Table 4 reports data from the heat map for the visualization of patterns regarding the efficacy of the factors dose, duration, frequency, timing, and adherence. Higher doses, longer durations, greater frequencies, and better adherence did not appear to be clustered together, yielding more positive results. In 4 studies, the dose was individualized to the participant. Seventeen studies reported administering the nutritional supplementation around meals (ie, before or after meals), 2 studies administered supplementation throughout the day not related to meals, and 1 study reported having no specific time to administer the nutritional supplementation. No clear pattern could be observed with regard to the effect of the timing of the intervention on muscle mass measures. Those studies that did report treatment adherence, with the exception of 1,⁴⁹ all had positive effects on muscle mass measures.

DISCUSSION

Nutritional interventions showed an overall significant positive effect on muscle mass measures in older adults. When grouped for the type of intervention, the interventions with AAs, CR, HMB, and protein plus AAs showed significant positive effects on muscle mass measures. However, few studies were included per type of intervention and only a few individual studies showed a significant positive effect on muscle mass. Because of the high variability in the composition, dose, duration, frequency, and timing of the intervention, coupled with insufficient reporting of treatment adherence, no conclusion can be drawn on the most effective combination of factors of a nutritional intervention on increasing muscle mass measures. High heterogeneity was present among all types of intervention except for CR, HMB, and protein plus other, which could be attributed to methodological differences, including not only the factors of interest but also the different instruments of measuring muscle mass.

Amino acids

Although limited to a few studies, AAs were among the most effective nutritional interventions for increasing muscle mass measures in community-dwelling older adults and outpatients. Another review, although limited to essential amino acids only, also found this nutritional strategy to be an effective supplement in improving muscle mass in older adults with acute or chronic conditions.⁶¹ Furthermore, supplementation of branch-chained amino acids was found to increase muscle mass in hospitalized older patients in acute and rehabilitation wards.⁶² AAs (essential and nonessential) act as primary stimuli for muscle protein anabolism by initiating messenger RNA translation through the activation of the mechanistic target of rapamycin complex 1, a protein complex that controls the metabolic response to nutrients and proteins.^63,64

Creatine

The results point to the significant positive effects of CR supplementation on muscle mass measures; however these were limited to 3 studies and all were conducted with community-dwelling men only. The effects of CR have been frequently explored in the context of resistance exercise training. Two previous systematic reviews reported positive effects of CR on muscle mass combined with an exercise intervention, including populations aged ≥ 50 years⁶⁵ and ≥ 60 years.¹¹ It has been suggested that CR supplementation alone is limited in its effect on satellite cell mitotic activity and that CR supplementation needs to be combined with exercise to promote muscular hypertrophy.⁶⁶ However, the underlying mechanisms of CR remain unknown,⁶⁷ highlighting the need for additional investigations.
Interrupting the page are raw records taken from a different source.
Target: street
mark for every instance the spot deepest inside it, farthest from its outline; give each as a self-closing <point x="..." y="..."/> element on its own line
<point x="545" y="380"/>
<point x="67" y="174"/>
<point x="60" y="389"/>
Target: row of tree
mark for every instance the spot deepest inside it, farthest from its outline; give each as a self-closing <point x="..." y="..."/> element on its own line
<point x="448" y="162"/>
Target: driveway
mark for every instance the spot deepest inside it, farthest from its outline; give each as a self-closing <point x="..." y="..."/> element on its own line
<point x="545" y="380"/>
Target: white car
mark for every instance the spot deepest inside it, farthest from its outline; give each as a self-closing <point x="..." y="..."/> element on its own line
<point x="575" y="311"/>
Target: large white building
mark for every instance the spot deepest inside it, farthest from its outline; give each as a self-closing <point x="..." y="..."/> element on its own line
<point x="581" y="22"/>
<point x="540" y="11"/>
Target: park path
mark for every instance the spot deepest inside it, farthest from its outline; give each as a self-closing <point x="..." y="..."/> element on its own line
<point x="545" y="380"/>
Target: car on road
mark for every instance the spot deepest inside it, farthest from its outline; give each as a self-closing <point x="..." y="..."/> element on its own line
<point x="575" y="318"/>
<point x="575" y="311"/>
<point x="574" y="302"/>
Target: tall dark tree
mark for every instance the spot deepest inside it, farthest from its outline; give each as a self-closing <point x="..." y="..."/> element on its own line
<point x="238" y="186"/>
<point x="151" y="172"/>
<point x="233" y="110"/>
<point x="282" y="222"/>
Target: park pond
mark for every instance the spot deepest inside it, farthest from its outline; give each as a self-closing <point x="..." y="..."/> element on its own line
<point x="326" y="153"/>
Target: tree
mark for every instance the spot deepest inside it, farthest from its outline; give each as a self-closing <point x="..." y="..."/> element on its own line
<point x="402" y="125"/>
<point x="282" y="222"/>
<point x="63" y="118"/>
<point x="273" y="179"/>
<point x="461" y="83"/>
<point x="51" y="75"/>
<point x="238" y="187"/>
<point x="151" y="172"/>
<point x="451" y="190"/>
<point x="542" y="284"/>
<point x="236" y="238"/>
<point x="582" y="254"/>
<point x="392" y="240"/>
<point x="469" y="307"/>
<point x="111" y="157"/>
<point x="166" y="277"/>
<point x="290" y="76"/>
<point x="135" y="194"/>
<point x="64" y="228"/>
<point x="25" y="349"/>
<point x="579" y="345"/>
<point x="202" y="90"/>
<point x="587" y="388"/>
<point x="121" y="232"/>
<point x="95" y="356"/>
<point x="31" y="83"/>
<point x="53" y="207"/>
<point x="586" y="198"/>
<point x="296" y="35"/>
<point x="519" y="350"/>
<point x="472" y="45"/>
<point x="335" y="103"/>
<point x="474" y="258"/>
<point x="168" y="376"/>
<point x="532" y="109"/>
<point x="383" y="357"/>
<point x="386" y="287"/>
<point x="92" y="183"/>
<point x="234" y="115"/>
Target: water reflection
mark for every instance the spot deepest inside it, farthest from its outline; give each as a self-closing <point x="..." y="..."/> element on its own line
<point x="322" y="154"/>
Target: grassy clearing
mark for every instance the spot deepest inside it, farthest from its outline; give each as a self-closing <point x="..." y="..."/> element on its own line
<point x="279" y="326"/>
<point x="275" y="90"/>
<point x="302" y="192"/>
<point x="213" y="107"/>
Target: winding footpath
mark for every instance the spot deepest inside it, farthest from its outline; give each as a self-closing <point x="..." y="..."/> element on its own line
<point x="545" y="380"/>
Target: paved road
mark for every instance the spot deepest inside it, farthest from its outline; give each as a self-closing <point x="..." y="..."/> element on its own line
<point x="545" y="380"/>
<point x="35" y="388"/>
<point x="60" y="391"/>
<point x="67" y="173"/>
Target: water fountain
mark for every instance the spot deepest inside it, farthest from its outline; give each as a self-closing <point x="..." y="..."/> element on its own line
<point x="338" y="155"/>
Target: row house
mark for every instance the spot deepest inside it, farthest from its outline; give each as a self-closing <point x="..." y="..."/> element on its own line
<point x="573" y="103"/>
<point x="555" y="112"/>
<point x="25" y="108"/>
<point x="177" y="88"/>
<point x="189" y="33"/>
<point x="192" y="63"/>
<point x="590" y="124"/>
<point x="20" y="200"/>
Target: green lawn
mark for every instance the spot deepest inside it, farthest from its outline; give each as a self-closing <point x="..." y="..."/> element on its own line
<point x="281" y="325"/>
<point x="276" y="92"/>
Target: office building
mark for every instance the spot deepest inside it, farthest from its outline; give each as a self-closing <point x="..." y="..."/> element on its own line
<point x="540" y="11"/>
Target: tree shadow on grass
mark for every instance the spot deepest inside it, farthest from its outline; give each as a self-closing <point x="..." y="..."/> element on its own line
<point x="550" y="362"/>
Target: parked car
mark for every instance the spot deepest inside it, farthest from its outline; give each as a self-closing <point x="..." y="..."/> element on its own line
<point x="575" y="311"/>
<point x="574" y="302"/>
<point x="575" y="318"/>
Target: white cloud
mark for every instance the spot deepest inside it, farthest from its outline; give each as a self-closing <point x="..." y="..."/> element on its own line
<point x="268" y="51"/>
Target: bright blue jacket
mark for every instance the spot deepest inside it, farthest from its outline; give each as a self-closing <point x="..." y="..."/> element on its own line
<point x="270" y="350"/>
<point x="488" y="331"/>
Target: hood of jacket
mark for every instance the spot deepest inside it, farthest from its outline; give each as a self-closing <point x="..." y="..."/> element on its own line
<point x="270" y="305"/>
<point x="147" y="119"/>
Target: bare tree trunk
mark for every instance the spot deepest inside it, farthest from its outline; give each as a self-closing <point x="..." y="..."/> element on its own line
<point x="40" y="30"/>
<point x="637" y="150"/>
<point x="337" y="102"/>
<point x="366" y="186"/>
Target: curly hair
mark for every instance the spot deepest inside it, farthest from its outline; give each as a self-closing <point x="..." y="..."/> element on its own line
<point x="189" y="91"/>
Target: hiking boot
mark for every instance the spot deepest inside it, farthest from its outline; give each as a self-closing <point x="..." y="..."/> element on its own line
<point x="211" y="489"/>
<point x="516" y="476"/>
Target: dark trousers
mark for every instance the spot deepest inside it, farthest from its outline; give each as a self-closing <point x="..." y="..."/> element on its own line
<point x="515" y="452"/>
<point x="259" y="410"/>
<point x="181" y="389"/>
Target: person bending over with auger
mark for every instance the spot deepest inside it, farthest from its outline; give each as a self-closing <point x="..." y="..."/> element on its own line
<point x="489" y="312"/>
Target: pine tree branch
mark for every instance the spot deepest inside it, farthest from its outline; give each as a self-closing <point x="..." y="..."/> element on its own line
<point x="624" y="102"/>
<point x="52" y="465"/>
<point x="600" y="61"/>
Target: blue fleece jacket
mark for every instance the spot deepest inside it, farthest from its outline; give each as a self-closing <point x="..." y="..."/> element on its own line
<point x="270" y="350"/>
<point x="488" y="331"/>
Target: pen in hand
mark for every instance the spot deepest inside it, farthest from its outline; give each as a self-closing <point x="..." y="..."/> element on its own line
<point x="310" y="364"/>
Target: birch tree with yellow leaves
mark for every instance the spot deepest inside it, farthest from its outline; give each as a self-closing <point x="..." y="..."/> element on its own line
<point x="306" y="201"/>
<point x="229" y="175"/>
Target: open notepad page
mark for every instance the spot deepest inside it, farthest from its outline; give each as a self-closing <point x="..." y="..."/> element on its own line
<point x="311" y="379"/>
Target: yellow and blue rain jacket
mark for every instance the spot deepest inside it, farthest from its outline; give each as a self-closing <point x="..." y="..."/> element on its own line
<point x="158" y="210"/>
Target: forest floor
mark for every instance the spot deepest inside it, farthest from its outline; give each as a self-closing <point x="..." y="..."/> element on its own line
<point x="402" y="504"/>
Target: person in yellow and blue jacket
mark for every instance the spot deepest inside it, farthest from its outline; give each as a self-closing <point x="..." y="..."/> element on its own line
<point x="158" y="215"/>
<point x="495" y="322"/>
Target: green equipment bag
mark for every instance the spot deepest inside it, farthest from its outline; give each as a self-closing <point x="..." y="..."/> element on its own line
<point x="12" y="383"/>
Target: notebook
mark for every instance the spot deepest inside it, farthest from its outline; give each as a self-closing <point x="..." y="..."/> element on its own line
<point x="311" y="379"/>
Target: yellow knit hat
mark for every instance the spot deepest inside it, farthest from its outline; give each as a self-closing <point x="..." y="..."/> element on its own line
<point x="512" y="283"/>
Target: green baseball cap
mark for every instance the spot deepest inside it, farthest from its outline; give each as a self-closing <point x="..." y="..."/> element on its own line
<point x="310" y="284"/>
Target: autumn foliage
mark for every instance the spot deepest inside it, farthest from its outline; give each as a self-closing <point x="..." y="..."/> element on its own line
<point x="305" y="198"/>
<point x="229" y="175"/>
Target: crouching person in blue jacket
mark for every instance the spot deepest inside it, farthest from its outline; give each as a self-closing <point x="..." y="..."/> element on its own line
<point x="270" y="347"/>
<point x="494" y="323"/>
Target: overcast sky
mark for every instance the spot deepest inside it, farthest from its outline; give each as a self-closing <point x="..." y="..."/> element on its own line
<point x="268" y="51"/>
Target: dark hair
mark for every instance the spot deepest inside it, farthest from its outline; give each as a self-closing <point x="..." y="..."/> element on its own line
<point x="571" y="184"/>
β-Hydroxy-β-methylbutyric acid

The results demonstrate a significant increase in muscle mass measures with HMB supplementation in community-dwelling and institutionalized older adults. These findings in relation to HMB, a key metabolite of the AA leucine, are in line with those of a previous meta-analysis.⁶⁸ HMB is increasingly receiving attention for its ability to inhibit protein breakdown in skeletal muscle and its upregulation of protein synthesis through the activation of the mechanistic target of rapamycin.^69,70 The HMB supplements used in the studies in the present review^38–40,71 mainly consisted of HMB (or calcium HMB) in combination with the essential amino acids arginine and lysine, suggesting that perhaps this combination could be optimal for building and maintaining muscle mass. A recent study also showed the positive effect of HMB combined with arginine and glutamine on muscle mass.⁷²

Protein supplementation

Although the protein plus AA group yielded a significant positive effect in community-dwelling older adults, protein alone and protein plus other did not show significant results on muscle mass measures, in concordance with other studies.^8,73 Another meta-analysis showed that protein supplementation did not increase muscle mass in community-dwelling older adults with sufficient baseline protein intakes.⁷³ Recently, literature on protein supplementation has also shown no significant positive effect on muscle mass in older adults^74–76 or a positive effect on muscle mass, depending on the muscle mass measure.⁷⁶ It has also been suggested that protein supplementation combined with resistance exercise training could be more effective on muscle mass, strength, and physical performance than protein supplementation alone. Simultaneously, protein supplementation could augment the effects of resistance exercise training compared with exercise alone; however, results are contradictory.^8,73,77,78

All protein interventions contained a certain dose of AAs; however, the protein plus AA group had a greater improvement in muscle mass measures compared with studies in which participants received protein and protein plus other interventions. These results, therefore, revealed that all types of interventions containing AAs (where the quantity was specified in the studies) had promising effects on muscle mass measures, suggesting AAs are a key ingredient to ensuring the efficacy of a nutritional intervention in increasing muscle mass.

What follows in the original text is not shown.